Opponents of a minimum wage increase are “running out of excuses,” President Obama said Saturday during his weekly address.
Raising the minimum wage would “grow jobs and wages faster,” Obama said, helping to stop what he called the “profound erosion of middle-class jobs.”
“We do better when the middle class does better, and when more Americans have their way to climb into the middle class,” Obama concluded.
The president warned that his effort to stabilize the middle class would be a long-term process. “The much longer and profound erosion of middle-class jobs and incomes isn’t something we’re going to reverse overnight,” he said.
Obama touted how much better the economy has been under his administration since the recession, noting specifically the growth in manufacturing jobs.
“Manufacturing is the quintessential middle-class job. And after a decade of losing jobs, American manufacturing is once again adding them — more than 700,000 over the past four and a half years,” he said.
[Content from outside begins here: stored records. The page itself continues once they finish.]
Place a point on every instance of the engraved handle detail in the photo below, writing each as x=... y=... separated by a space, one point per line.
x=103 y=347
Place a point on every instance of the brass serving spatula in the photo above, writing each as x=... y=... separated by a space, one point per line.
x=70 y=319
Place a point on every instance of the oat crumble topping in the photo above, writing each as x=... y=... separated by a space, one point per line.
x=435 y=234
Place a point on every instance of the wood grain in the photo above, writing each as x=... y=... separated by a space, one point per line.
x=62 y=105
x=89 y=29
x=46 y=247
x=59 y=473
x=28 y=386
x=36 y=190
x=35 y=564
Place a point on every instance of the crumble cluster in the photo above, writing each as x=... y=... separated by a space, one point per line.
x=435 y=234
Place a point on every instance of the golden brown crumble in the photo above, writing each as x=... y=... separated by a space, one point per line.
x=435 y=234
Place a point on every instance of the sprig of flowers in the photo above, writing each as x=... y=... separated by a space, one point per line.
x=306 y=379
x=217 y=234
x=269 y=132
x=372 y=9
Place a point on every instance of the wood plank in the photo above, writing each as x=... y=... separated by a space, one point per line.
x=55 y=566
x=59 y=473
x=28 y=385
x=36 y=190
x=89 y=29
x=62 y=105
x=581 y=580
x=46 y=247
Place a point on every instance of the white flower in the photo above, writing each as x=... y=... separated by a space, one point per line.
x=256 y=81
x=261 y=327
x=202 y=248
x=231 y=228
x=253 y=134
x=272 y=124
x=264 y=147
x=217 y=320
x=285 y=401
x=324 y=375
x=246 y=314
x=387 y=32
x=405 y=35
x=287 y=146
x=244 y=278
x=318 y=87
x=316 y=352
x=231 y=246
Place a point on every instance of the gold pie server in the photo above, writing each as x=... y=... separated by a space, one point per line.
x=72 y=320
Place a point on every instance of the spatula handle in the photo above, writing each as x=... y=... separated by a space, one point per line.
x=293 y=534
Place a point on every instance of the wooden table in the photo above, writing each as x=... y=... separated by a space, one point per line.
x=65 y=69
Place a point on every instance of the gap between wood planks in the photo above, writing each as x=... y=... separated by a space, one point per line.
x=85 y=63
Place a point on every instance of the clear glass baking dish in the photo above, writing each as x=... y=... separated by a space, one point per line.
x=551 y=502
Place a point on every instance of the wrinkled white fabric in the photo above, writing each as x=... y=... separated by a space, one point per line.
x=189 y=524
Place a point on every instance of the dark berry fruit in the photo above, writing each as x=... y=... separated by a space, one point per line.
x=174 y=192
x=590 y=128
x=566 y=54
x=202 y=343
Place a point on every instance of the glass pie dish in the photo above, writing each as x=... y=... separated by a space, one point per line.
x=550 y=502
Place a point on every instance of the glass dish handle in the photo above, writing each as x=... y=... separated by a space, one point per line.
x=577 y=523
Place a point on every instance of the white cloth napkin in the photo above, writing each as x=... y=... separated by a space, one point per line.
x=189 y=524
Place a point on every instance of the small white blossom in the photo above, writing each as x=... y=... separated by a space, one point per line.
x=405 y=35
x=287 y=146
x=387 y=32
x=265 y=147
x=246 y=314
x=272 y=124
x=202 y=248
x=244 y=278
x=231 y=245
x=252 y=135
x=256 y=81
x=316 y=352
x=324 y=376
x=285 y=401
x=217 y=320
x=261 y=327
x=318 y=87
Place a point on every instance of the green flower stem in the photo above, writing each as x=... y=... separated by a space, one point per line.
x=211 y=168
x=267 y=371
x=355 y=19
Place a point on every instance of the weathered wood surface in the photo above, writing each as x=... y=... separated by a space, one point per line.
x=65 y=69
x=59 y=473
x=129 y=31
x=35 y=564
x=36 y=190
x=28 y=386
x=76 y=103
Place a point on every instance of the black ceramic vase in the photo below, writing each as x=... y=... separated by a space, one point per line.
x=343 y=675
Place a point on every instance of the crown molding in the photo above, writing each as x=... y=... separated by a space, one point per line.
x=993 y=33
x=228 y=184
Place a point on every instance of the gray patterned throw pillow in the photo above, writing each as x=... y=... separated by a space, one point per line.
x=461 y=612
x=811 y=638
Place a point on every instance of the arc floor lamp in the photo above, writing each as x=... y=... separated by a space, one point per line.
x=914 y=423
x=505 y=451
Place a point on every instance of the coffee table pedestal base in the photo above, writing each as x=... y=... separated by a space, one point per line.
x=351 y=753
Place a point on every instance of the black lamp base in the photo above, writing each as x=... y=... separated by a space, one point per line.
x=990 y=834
“We’re on pace to make 2014 the strongest year of job growth since the 1990s,” Obama said from a steel manufacturing plant in Indiana.
The Labor Department reported Friday that the jobless rate fell to 5.9 percent — good news for Obama as he pushes his economic message ahead of the November midterms.
Wages remained stagnant according to Friday’s jobs report, dropping to $24.53 an hour for all employees.